TATA Steel plant at Rotherham which is under threat after the Indian owners said they are looking to sell the business
Picture Dean Atkins
TATA Steel plant at Rotherham which is under threat after the Indian owners said they are looking to sell the business Picture Dean Atkins

State help will be required to find a buyer for Tata Steel’s South Yorkshire plants - but nationalisation is ‘not a solution’, Business Secretary Sajid Javid has said.

Mr Javid said he believes a buyer can be found for the UK assets of Tata Steel, including the Port Talbot works in South Wales.

It comes after the Indian firm announced plans this week to sell off its UK steelworks, including those in Stocksbridge and Rotherham - putting more than 2,000 jobs in South Yorkshire, and 15,000 nationally, at risk.

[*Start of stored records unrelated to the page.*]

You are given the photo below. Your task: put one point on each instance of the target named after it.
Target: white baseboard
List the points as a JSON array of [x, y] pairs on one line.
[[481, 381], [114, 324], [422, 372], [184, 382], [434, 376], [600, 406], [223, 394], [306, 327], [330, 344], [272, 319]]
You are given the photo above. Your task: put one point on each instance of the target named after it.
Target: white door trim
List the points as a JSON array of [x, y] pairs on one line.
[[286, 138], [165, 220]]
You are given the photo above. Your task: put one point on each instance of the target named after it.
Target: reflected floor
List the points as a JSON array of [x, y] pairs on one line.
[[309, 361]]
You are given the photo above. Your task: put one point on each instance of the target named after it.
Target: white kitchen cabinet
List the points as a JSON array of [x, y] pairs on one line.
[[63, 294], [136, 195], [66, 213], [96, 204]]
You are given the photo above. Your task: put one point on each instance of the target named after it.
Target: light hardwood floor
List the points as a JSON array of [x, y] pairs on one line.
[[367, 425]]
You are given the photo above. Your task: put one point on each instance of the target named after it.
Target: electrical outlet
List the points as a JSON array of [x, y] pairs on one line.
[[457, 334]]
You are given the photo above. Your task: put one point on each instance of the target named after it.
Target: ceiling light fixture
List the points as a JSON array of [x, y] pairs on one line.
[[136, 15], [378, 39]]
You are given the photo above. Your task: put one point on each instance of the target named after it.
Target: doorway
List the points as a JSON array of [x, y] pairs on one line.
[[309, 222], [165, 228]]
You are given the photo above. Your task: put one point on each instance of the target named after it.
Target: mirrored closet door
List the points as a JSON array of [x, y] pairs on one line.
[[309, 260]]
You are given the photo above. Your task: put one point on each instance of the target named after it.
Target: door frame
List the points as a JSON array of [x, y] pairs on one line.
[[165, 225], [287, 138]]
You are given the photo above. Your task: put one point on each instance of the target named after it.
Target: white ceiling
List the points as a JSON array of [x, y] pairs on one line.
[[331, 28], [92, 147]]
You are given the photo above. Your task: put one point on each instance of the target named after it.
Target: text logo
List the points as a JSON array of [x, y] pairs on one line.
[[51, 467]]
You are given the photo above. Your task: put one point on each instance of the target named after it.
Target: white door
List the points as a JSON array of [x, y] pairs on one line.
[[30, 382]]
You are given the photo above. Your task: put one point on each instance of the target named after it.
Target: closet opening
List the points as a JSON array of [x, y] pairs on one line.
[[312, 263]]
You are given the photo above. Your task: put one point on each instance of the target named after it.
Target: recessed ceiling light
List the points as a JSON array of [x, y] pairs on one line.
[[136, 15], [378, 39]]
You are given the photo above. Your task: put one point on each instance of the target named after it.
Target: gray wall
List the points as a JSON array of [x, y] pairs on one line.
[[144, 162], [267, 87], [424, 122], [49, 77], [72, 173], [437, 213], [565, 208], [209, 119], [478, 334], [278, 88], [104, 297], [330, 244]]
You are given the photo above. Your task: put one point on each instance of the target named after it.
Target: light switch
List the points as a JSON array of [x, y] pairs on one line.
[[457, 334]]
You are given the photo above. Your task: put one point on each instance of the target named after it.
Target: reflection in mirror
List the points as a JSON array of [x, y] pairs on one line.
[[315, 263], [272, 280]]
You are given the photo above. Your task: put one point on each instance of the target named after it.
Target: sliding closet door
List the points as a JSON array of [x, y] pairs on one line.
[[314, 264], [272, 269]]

Mr Javid told the Andrew Marr show the Government is willing to act to secure a deal.

He said: “Tata will issue an offer document very soon. Alongside that, the UK Government know that we’re also going to have to offer support to clinch that buyer and give that steel plant [Port Talbot] a long-term, viable future.

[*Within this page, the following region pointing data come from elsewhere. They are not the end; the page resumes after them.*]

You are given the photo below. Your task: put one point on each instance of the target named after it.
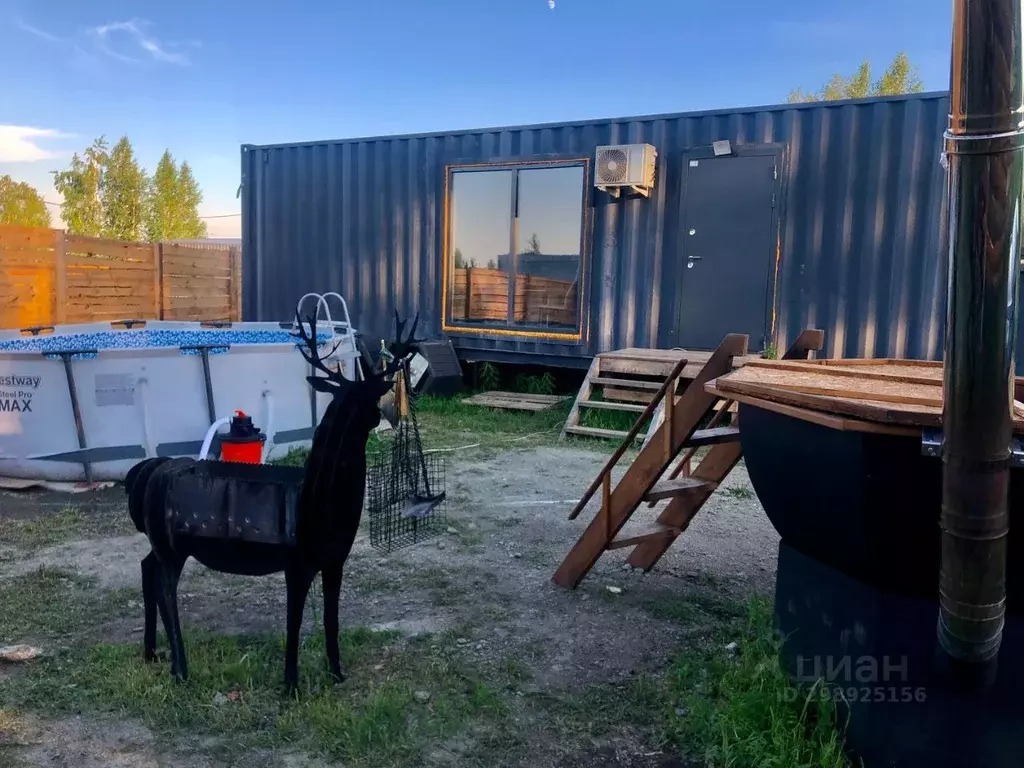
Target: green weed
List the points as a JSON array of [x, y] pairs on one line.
[[397, 697]]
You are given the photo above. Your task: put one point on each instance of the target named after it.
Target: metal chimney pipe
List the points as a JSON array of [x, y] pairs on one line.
[[984, 144]]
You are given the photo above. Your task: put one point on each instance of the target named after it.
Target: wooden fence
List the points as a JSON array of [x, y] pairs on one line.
[[49, 278], [483, 295]]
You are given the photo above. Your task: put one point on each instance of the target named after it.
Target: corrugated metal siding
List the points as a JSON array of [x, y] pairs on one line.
[[859, 241]]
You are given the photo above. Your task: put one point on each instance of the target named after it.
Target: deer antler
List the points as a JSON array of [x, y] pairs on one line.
[[399, 349], [311, 349]]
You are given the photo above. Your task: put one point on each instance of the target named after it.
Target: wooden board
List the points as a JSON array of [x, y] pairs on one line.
[[894, 392], [842, 423], [516, 400], [640, 361]]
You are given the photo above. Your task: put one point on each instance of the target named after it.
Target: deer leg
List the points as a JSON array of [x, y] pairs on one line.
[[332, 593], [298, 580], [170, 573], [150, 598]]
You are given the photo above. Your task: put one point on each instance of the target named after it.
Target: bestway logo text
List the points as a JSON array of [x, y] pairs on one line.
[[20, 381]]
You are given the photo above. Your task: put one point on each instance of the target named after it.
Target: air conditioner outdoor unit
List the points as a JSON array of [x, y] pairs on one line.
[[630, 166]]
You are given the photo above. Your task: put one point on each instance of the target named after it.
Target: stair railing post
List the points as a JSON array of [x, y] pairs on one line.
[[606, 503], [670, 408]]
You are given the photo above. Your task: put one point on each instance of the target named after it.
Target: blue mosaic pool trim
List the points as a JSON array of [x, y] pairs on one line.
[[143, 339]]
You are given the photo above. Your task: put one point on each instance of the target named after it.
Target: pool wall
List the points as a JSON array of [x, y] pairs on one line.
[[148, 400]]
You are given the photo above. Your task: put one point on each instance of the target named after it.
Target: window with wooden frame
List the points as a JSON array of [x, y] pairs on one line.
[[515, 242]]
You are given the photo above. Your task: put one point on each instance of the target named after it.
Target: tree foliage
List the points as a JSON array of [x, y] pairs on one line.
[[899, 77], [162, 221], [109, 194], [81, 187], [22, 204], [189, 196], [124, 195]]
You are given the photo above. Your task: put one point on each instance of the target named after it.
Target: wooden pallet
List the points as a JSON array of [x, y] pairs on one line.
[[652, 478], [627, 380], [516, 400]]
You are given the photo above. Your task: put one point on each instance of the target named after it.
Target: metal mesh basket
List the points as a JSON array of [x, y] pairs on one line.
[[404, 485], [392, 495]]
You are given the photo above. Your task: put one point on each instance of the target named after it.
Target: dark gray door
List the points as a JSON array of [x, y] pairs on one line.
[[728, 248]]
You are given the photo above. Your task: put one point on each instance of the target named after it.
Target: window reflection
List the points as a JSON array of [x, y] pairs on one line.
[[481, 221], [547, 267], [544, 272]]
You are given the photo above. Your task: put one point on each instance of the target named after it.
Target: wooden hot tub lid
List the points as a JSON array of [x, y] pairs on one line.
[[901, 396]]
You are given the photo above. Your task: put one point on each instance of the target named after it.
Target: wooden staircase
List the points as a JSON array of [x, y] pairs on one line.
[[628, 380], [649, 478]]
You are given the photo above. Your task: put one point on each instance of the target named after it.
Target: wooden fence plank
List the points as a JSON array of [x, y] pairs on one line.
[[48, 276]]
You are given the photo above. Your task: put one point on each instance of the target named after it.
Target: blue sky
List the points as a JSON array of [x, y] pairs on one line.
[[202, 78]]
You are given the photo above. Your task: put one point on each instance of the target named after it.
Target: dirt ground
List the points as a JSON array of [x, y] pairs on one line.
[[486, 579]]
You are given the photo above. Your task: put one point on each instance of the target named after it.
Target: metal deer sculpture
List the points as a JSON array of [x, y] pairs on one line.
[[258, 519]]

“I don’t think nationalisation is a solution to this. Having said that, I also think it wouldn’t be prudent to rule anything out at this stage, but I think that nationalisation is rarely an answer in these situations.

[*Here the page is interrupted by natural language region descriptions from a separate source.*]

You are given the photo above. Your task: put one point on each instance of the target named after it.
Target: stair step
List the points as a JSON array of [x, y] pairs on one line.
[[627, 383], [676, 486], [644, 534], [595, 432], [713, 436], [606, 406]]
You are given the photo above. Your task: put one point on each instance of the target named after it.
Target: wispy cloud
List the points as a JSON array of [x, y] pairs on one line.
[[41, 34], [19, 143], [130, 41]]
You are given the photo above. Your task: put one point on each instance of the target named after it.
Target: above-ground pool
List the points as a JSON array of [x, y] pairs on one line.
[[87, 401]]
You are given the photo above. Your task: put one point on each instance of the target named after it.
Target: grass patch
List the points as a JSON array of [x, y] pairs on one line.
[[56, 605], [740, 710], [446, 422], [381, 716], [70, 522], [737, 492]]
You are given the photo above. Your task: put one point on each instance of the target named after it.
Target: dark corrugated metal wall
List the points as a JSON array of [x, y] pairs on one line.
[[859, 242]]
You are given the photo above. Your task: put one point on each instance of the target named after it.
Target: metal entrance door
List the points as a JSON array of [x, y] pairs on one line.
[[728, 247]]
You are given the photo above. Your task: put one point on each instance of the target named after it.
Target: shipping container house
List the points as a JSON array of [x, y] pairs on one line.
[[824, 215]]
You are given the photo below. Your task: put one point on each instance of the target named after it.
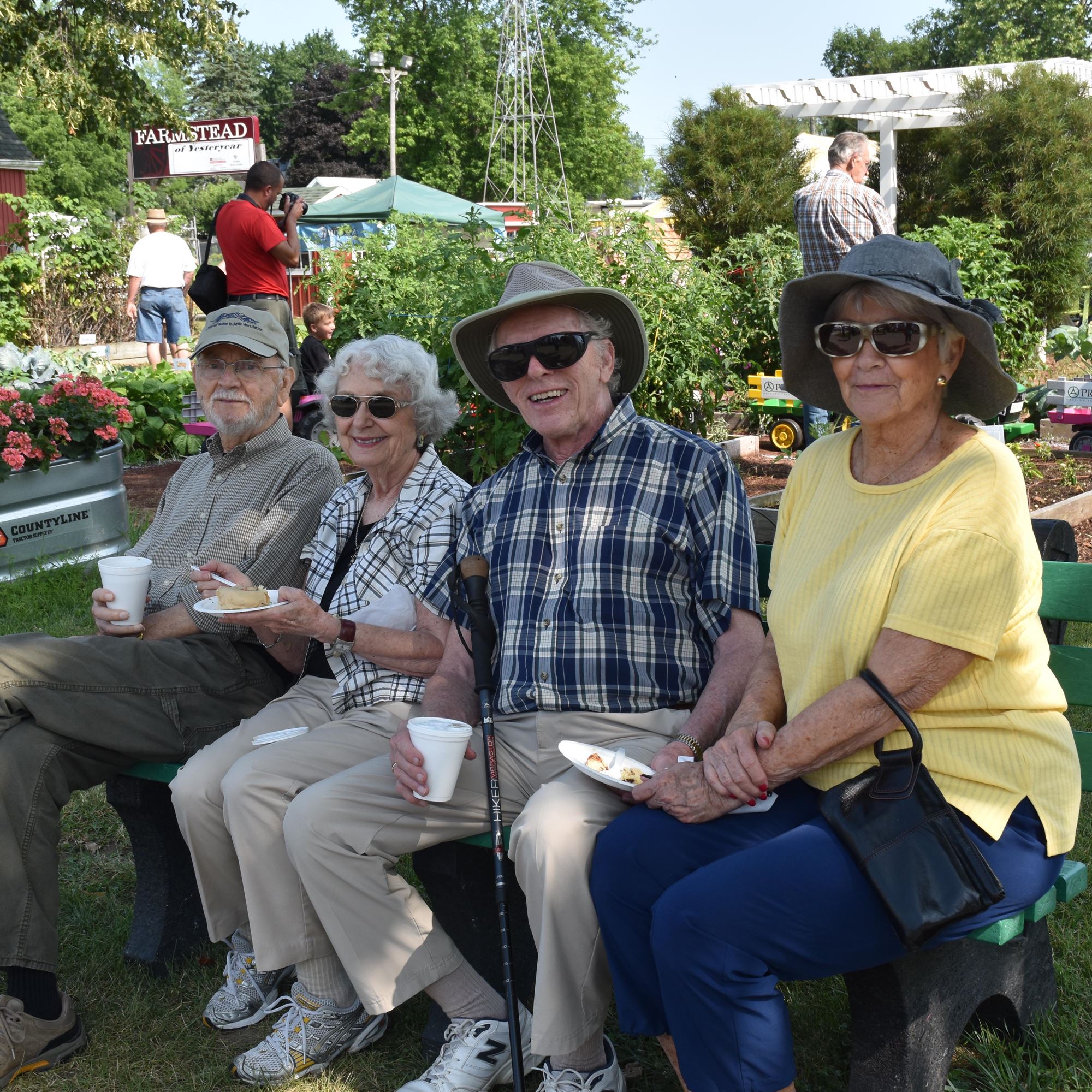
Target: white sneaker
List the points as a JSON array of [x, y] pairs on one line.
[[247, 993], [608, 1079], [477, 1054], [307, 1039]]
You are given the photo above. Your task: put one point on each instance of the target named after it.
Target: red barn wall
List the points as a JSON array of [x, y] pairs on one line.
[[11, 182]]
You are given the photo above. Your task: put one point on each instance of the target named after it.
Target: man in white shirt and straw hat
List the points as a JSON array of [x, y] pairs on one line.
[[161, 268]]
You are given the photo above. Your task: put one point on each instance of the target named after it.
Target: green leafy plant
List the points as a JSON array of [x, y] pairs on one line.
[[68, 277], [988, 270], [433, 277], [1070, 472], [1072, 342], [156, 401], [1028, 468]]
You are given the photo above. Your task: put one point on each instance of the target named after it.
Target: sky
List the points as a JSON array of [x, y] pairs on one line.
[[701, 44]]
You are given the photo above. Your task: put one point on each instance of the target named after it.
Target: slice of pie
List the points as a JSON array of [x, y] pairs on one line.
[[242, 599]]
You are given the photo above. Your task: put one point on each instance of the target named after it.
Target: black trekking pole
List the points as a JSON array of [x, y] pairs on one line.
[[476, 573]]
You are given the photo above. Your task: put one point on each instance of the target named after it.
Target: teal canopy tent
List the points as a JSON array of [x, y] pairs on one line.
[[334, 223]]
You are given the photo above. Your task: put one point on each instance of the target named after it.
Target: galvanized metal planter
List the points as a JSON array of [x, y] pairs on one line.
[[77, 513]]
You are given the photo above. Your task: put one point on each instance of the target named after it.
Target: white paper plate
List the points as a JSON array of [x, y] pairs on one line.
[[209, 607], [577, 754]]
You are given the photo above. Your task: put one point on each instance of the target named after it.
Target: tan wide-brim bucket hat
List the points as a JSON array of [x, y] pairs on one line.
[[980, 386], [539, 283]]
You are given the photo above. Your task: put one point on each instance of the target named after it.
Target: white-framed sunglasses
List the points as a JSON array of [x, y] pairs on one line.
[[892, 338]]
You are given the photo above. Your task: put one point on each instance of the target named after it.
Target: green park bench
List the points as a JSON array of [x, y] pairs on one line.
[[907, 1017]]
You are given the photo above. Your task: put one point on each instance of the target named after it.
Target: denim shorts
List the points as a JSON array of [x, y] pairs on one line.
[[159, 306]]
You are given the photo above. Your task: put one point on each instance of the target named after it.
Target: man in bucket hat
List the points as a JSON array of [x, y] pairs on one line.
[[623, 585], [76, 710]]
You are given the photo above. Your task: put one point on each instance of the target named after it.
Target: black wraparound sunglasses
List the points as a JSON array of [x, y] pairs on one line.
[[379, 406], [552, 351], [894, 338]]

“I want to see steelmaking continuing in Port Talbot, I want to protect as many jobs as possible, I want to find a buyer for the whole of the business.”

Mr Javid indicated the Government was ready to provide further assistance with reducing the energy costs of running Port Talbot.

“Any potential investor would want to see movement on that,” he said.

He also suggested the Government could help with the costs of the pension scheme - which dates back to the former nationalised British Steel.

“No-one is talking about nationalisation of pension schemes but it is something I absolutely recognise is a challenge,” he said.

Mr Javid said Tata had first informed the Government ‘a few weeks ago’ it was reviewing its entire operations in the UK - including the possible closure of Port Talbot.

While they had succeeded in persuading the company to move to an open sales process, the Business Secretary - who was on a trade mission to Australia at the time - admitted they had been caught by surprise by the Tata board’s announcement in Mumbai last week.

“What we actually knew was that it was an important meeting. But when they made the announcement we didn’t anticipate they would go that far,” he said.

“The strength of the announcement and how far they went - particularly what they said about timing - was much further than we expected.”

It comes after steel tycoon Sanjeev Gupta said he was opening talks with Tata Steel about potentially taking over the Port Talbot plant but was not able to buy the entire UK operation.

He told the Sunday Telegraph that any deal would require a ‘proper partnership’ with the Government if it was to succeed.